Two NASA astronauts, Drew Feustel and Zena Cardman, will serve as the crewmembers for all four moonwalks and will traverse within an approximate one-mile circle wearing mockup spacesuit systems. While wearing the mockups that simulate fully pressurized spacesuits, they will use a variety of moonwalking tools and techniques to collect samples including raking, hammering, and coring.
A flight control team will lead the simulated moonwalks from the Mission Control Center at NASA’s Johnson Space Center in Houston, Texas, and will be joined by a science team that will analyze the astronauts’ simulated moonwalks in real-time.
At the end of each day and at the conclusion of the simulated mission, the science team, flight control team, crewmembers, and field experts will come together to discuss and record lessons learned. NASA will take these lessons and apply them to developing technologies and planning operations for Artemis missions.
D-RATS: Testing Pressurized Rovers
D-RATS will practice operations for future missions beyond Artemis III and will consist of three mission runs scheduled for Oct. 11-22 at Black Point Lava Flow, near S P Crater. The mission will primarily focus on conducting pressurized rover operations, which is a key element of future Artemis missions starting with Artemis VII in 2030.
Pressurized rovers are like recreational vehicles, commonly known as RVs, safely housing astronauts for weeks at a time, complete with all the air, water, food, hygiene equipment, and tools they need on their trek across the lunar surface. Astronauts can live and work comfortably inside the rover, exiting the vehicle to collect samples or deploy experiments.
Japan Aerospace Exploration Agency (JAXA) will join NASA for D-RATS as part of a study agreement that supports JAXA’s ability to potentially provide a pressurized rover for Artemis. JAXA astronauts and engineers will have an opportunity to experience living and working from within NASA’s prototype pressurized rover in an operational environment.
JAXA astronauts Akihiko Hoshide and Norishige Kanai, and JAXA expert Naofumi Ikeda will join NASA astronauts Jessica Meir and Stan Love and NASA engineer Sarah Shull, in driving a pressurized rover over the course of three days. Crews of two will rotate through living and operating out of the pressurized rover, including conducting simulated moonwalks.
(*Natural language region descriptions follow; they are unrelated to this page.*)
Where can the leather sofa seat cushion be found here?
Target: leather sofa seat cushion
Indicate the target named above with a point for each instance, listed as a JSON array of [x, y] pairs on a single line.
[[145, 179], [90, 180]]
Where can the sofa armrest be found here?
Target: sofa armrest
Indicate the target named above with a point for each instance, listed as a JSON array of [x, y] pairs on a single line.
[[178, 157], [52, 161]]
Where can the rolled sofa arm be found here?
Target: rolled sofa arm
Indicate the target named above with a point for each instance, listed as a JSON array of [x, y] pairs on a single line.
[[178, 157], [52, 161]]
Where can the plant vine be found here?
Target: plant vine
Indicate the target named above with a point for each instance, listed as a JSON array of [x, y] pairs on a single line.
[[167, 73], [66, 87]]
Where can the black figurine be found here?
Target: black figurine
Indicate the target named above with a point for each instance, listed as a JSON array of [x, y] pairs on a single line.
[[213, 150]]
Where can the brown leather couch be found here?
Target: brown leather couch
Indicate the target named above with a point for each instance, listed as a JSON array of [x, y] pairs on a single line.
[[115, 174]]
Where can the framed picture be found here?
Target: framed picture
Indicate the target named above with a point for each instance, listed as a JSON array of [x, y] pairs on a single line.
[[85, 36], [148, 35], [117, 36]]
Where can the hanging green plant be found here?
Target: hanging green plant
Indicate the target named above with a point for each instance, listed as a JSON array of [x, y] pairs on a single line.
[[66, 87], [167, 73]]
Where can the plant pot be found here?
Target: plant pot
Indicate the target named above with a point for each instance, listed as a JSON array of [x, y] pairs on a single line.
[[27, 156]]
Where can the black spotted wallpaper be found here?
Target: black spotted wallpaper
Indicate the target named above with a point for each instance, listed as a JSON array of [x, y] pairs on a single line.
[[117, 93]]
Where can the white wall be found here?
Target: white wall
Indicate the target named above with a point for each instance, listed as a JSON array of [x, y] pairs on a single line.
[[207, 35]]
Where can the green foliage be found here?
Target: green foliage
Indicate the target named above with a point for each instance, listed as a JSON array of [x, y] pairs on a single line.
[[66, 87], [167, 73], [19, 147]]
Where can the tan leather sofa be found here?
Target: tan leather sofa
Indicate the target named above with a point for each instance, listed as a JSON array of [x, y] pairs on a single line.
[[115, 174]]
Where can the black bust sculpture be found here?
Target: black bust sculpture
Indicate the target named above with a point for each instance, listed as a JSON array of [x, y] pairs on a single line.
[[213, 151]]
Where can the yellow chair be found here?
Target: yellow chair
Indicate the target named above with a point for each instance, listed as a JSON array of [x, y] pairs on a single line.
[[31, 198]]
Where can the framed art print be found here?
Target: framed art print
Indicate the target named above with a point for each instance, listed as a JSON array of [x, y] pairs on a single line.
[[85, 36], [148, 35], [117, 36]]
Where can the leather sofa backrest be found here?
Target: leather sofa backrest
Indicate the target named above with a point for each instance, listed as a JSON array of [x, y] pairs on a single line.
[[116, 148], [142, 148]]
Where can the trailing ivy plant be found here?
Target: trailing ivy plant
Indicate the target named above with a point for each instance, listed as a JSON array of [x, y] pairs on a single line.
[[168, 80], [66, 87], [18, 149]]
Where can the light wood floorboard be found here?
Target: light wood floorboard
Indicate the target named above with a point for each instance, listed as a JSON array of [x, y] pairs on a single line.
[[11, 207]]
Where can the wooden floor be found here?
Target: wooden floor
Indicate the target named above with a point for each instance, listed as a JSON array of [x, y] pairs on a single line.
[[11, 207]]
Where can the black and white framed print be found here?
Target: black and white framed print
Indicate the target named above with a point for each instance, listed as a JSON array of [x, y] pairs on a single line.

Throughout D-RATS, NASA and JAXA will gather data about the pressurized rover’s design, cabin configuration, driving modes, timeline constraints, and mission operations to support potential design concepts for future pressurized rovers.
A team of NASA and JAXA flight controllers, astronauts, and scientists will lead the analog mission from the Mission Control Center. This team, together with crewmembers and field experts, will work together to record data for potential technology and operations development for a pressurized rover.
Through Artemis, NASA will land the first woman and the first person of color on the Moon, paving the way for a long-term, sustainable lunar presence and serving as a steppingstone for future astronaut missions to Mars. Analog missions help prepare humans for the challenges of deep space exploration and journeying farther into the cosmos.